The special session was called by Gov. Ralph Northam to address COVID-19 and related shortfalls in the commonwealth’s budget. He also wanted the legislature to address criminal justice and police reform.
“Since the COVID-19 crisis evolved into both the public health crisis and the police brutality crisis, the lawmakers are using this as an opportunity to address criminal justice reform issues,” said Alex Keena, an assistant professor of political science at VCU.
Keena said he expects issues related to marijuana decriminalization to gain bipartisan support during the special session, while legislation concerning police reform will receive pushback from Republicans.
“The Republicans are still wrestling with who they are and what they stand for,” Keena said. “The Democrats have to perform. They have the majority.”
Keena said many of the issues legislators are tackling this session, such as police reform and the commonwealth’s budget, are likely going to draw “a lot of attention” to Virginia politics.
“One of the things that’s interesting is, it sounds like everyone’s sort of bringing their own ideas to the table,” Keena said.
Sen. Louise Lucas, D-Portsmouth, who sponsored two bills concerning marijuana and police reform, was charged with damaging a Confederate monument during protests in her city, Portsmouth Police Chief Angela Greene said during a news conference Monday.
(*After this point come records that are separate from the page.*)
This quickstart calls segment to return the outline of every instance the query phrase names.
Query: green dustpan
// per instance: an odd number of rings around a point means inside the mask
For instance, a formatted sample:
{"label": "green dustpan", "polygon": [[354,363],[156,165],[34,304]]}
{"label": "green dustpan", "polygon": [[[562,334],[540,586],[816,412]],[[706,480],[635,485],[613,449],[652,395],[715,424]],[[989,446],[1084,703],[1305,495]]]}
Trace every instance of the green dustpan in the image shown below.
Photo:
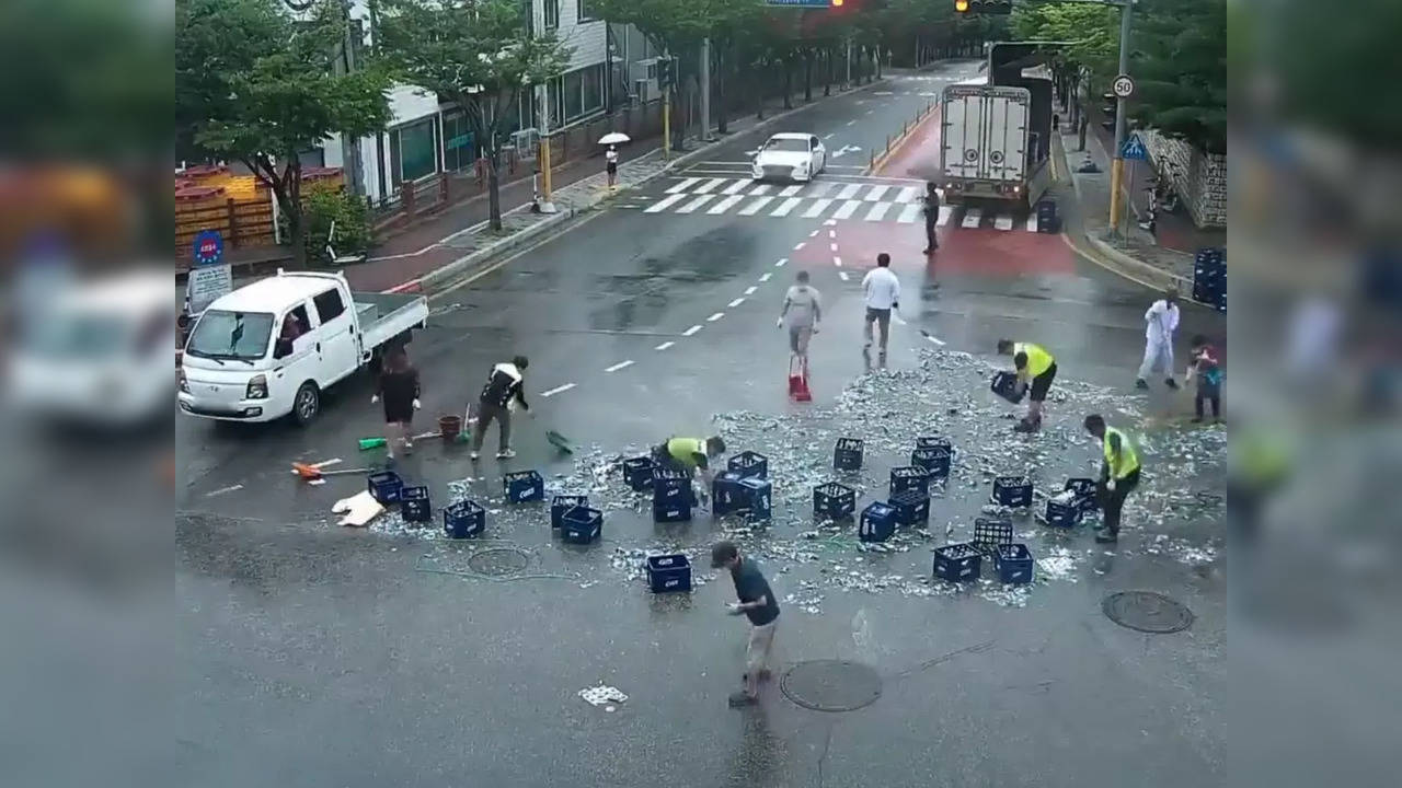
{"label": "green dustpan", "polygon": [[565,437],[564,435],[555,432],[554,429],[547,429],[545,430],[545,440],[548,440],[551,446],[554,446],[555,449],[559,449],[565,454],[573,454],[575,453],[575,447],[569,443],[569,439]]}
The state senator faces charges of conspiracy to commit a felony and “injury to a monument.”
Lucas’ proposed bills include SB 5024, which would allow Virginia’s attorney general to file civil suits against law enforcement officials believed to be depriving people of constitutional “rights, privileges or immunities.” Lucas’ SB 5029 lowers marijuana possession from a primary offense to a secondary offense and prohibits law enforcement from searching a person, place or thing “solely on the basis of the odor of marijuana”
Keena said the timing of Lucas’ charges before the start of the special session is “mind-boggling.”
“If something were to happen to her [Lucas], I mean, she’s the president pro tempore of the Senate,” Keena said. “That would throw a real big wrench in what’s going on because she’s been a huge consensus builder.”
House delegates will meet virtually for the remainder of the special session, despite Republican opposition to the change. House Minority Leader Todd Gilbert, R-Shenandoah, said in a statement that Tuesday was “a dark day for the House of Delegates.”
“With a single vote, they [Democrats] declared that they have no need to meet in public, they have no desire to receive public input, and they have no intention of changing that practice anytime soon,” Gilbert said. “Our constituents deserve to have the business of the House done in public.”
Live streams and recordings of the House of Delegates and state Senate sessions are available at virginiageneralassembly.gov.